Abstract

Medical cost analysis is increasingly important, but the methodology is complex and varied. To illustrate how different cost analysis methodologies influence conclusions generated from data from a prospective nonrandomized trial for treatment of cervical spondylotic myelopathy. Patients 40 to 85 years of age with degenerative cervical spondylotic myelopathy were enrolled from 7 sites over 2 years (2007-2009). Patients were treated with ventral or dorsal fusion surgery, and outcomes were measured to 1 year postoperatively. A hospital-based cost analysis was performed using Medicare cost-to-charge ratios (CCRs) multiplied by hospital charges from the index hospitalization (CCR method). A society-based cost analysis was performed by estimating costs from the index hospitalization using Medicare coding reimbursement (the Medicare reimbursement method). A separate outpatient cost analysis was performed on a subset of 20 patients. Of the 85 patients analyzed, 72 had 1-year follow-up.

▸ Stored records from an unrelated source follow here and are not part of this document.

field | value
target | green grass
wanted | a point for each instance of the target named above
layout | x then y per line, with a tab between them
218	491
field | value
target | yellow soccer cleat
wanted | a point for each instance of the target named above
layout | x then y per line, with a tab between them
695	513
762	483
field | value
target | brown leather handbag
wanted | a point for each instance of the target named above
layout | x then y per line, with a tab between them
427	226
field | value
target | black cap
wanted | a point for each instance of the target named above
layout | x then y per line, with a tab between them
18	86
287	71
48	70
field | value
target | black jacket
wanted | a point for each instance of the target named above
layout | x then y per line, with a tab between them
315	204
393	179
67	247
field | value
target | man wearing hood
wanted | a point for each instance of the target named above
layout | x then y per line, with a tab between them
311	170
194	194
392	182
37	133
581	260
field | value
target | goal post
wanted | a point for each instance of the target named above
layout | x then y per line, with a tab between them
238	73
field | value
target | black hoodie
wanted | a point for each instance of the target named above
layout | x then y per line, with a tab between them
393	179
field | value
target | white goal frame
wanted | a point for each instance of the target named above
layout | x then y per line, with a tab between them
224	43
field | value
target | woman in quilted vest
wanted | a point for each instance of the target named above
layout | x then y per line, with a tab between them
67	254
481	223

The CCR method showed a difference in upfront direct costs between the dorsal and ventral approaches ($27,942 ± 14,220 vs $21,563 ± 8721; P = .02). Overall upfront direct costs with the Medicare reimbursement method were not different. With the CCR method, the ventral approach dominates an incremental cost-effectiveness ratio analysis. With the Medicare reimbursement method, the incremental cost-effectiveness ratio for ventral surgery is $34,533, the cost of 1 additional quality-adjusted life-year gained by using ventral instead of dorsal surgery. In the subanalysis, outpatient costs were less after ventral surgery than dorsal surgery ($1997 ± 1211 vs $4734 ± $2874; P = .006). The choice of cost methodology may substantially influence the final results of an economic study.